If you consider it an inescapable fact as people start using their phones in a movie theater, as Gosling does in The autumn man‘s pre-show bumper, it makes sense to ask that they at least be discreet with their phone use, rather than just sticking a bright rectangle of light into the open air.

And I will admit that I have occasionally done a surreptitious phone check under the cover of my jacket, and I feel the right amount of shame about this behavior. (My phone is on silent mode, of course.) Real life happens – even in a place where somehow heartbreak feels good. I understand!

In a scene from The Fall Guy, producer Gail Meyer (Hannah Waddingham, in a leopard-print wrap dress) stands in a room full of movie posters and holds up her phone.

She’s also a dirtbag.
Image: Universal images

But there is a big difference between the very occasional “Is there an emergency?” check and take out your phone to scroll through Facebook or post pictures of the screen to Instagram while you’re in a crowded theater watching a movie that everyone paid for. It should be common sense that if you must When using your phone in a theater, you should be as inconspicuous as possible — or even leave your seat and step outside for a moment if there’s a real emergency that you need to respond to before the credits roll.

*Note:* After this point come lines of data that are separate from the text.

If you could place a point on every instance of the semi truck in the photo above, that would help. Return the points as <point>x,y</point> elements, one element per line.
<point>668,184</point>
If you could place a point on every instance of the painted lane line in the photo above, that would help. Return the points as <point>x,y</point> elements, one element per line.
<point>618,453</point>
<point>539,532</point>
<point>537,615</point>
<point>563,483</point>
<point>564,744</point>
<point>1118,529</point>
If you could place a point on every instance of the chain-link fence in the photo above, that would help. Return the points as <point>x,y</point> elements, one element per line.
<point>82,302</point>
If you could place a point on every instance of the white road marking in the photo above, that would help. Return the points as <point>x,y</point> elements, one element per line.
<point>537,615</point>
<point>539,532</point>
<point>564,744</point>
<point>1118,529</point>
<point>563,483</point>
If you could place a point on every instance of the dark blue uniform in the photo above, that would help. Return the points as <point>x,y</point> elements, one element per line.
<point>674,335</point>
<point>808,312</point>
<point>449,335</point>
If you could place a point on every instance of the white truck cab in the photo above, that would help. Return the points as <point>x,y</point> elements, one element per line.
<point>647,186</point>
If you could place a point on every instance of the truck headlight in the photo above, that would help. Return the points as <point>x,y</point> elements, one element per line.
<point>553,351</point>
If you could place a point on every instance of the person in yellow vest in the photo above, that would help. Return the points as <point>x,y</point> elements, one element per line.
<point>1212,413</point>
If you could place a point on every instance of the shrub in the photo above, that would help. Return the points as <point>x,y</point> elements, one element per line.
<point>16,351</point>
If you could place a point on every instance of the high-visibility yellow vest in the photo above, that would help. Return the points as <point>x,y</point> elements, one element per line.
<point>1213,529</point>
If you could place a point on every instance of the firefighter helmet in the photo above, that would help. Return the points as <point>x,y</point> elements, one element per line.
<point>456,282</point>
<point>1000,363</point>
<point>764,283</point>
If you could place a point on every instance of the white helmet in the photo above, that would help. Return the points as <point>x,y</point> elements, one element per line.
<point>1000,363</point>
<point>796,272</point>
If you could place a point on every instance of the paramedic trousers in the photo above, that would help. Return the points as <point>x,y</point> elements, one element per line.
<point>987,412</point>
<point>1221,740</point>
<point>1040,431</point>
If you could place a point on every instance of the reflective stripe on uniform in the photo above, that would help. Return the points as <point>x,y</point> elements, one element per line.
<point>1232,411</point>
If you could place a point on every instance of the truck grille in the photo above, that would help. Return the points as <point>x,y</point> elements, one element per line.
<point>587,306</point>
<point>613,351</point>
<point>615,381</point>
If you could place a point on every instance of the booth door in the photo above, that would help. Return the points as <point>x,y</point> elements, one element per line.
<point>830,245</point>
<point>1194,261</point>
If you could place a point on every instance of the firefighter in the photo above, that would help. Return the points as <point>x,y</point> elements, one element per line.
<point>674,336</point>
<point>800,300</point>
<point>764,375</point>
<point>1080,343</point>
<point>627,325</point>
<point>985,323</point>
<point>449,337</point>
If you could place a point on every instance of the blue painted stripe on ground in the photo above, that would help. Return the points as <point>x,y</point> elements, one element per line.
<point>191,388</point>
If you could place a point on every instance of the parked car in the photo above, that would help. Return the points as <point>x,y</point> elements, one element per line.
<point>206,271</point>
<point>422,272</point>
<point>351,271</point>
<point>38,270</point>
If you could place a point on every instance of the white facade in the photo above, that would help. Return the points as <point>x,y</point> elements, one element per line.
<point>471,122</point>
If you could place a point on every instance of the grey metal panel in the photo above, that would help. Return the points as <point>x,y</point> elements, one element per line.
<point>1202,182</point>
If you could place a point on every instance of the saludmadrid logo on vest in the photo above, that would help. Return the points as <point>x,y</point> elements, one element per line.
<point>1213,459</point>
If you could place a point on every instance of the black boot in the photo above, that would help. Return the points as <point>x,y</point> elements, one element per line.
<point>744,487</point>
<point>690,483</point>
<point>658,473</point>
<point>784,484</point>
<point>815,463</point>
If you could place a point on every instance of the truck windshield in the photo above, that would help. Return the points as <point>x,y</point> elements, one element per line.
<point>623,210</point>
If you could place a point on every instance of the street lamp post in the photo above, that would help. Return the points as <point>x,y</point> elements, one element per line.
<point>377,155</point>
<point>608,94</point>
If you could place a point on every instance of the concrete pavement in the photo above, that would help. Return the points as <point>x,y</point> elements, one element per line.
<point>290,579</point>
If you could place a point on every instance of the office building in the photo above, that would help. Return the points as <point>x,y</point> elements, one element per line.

But Leitch and Gosling’s take on the usual “put your phones away” PSA turns this common sense exception into the new rule. AMC, Regal and all the major chains have pre-show PSAs telling moviegoers not using their phone during a movie. (Alamo Drafthouse Fortunately, there remains quite hardcore.) But when the public sees it The autumn manthat message will be played along with the film’s A-list star contradicting it and saying it It’s actually okay to take out your phone during a movie, but just be cool about it.

I would love it if everyone was cool about it. But as a society we increasingly lack the ability to be cool to other people. Those of us on team Cinema-Respecters are doing everything we can to hold the line, and Gosling is moving the goalposts. What’s next? “If you have to take a photo, remember to turn off the flash?” “If you need to use FaceTime during the movie, make sure your camera is facing forward so your friend can watch the movie too?” It’s a slippery slope.

I recognize that the war against open phone use in movie theaters is probably a losing battle. But I beg you to ignore Ryan Gosling – at least for Ryan Gosling’s sake. He’s great at it The autumn man, and he and the stunt team worked really hard on it. When you walk into the theater to watch The autumn manwatch the movie and let the other people around you do the same.

Perhaps it’s worth remembering that celebrities who took five minutes to record a friendly message for moviegoers are, in most cases, not in those movie theaters themselves. Margot Robbie had no way of knowing that I was one of the few people who would see me Babylon. (Too bad, because it’s a masterpiece.) And Ryan Gosling probably won’t be in a matinee performance dealing with the cell phone light pollution he tacitly encourages. Until he’s sitting next to us in the movie theater and suffering through all the distractions he just said were basically okay, I don’t think we should take his advice on this.

And if he is If he’s sitting next to us in a theater, he better not be on his phone.